Release of the country’s “main political prisoner”
The chairman of the Republican Alternative (REAL) opposition party, Ilgar Mamedov, was labeled as “the main political prisoner of Azerbaijan”.
He was released on 13 August after serving five years out of seven on charges of ‘organising mass riots’.
The European Court of Human Rights and many international human rights organizations had earlier demanded his release.
As part of his release, he is still on parole and needs to check-in once a month with the police.
It is unlikely that the release of Ilgar Mamedov will greatly change the political situation in Azerbaijan. However, REAL, which in the meantime has turned from a movement into a party despite not being registered, can seriously intervene in the election campaign in the upcoming parliamentary elections in 2020.
Increased public transport fares
In early August, public transport fares increased by 150 per cent. This was only announced at midnight, and in the morning passengers were in for a surprise.
The authorities explained this decision by the desire to upgrade the vehicle fleet and improve passenger service. New buses, indeed, appeared in a few months, but one would be hard pressed to speak about a serious improvement in service.
The people reacted predictably: in the first week there were calls for protest demonstrations and a boycott of public transport. Visually, the flow of passengers has not decreased, and financial reports on revenue growth have not yet been published.
Caspian Status Agreement
On 12 August, five Caspian littoral states in the Kazakh city of Aktau signed a convention, which experts called the Constitution of the Caspian Sea. Disputes spanning back over 20 years about the principles of dividing the bottom of the largest lake in the world, which is rich in energy resources, were put to an end.
According to the convention, the Caspian Sea is declared neither sea nor lake, but a special body of water, the surface of which remains in common use, and the bottom and subsoil are divided into five sections by agreement between the countries. Also, the countries jointly discussed the rules of shipping, fishing, scientific research and the laying of pipelines.
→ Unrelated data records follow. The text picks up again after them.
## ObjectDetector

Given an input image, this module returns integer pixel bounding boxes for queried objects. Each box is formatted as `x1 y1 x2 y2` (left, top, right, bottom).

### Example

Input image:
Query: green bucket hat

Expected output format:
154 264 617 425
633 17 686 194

Thus, the last obstacle to the implementation of the large-scale project of the Trans Adriatic pipeline (TAP) has been removed, which allows for the export of Azerbaijani – and possible, later, Turkmen – gas to European Union countries bypassing Russia starting in 2020.
According to the convention, military ships of non-Caspian countries are not allowed in the waters of the Caspian Sea. Experts believe that Russia, which has the most powerful fleet in the Caspian, has benefited from this point.
The case of Zamira Hajiyeva
The arrest of Zamira Hajiyev, the wife of the former Director of the International Bank of Azerbaijan, Jahangir Hajiyev, made the front pages of almost all the major media outlets in the world.
The 55-year-old Azerbaijani citizen became the first foreigner against whom the British authorities instituted the Unexplained Wealth Order.
Hajiyeva attracted the attention of the British National Agency for her luxurious lifestyle. At Harrods shopping centre alone, she spent about £16 million, and also bought more than £20 million in real estate.
The arrest was preceded by a hearing in the High Court of London, where Hajiyeva was unable to explain the origin of her capital. Now Zamira Hajiyeva has been released on bail pending trial and the Azerbaijani government is seeking her extradition to Baku.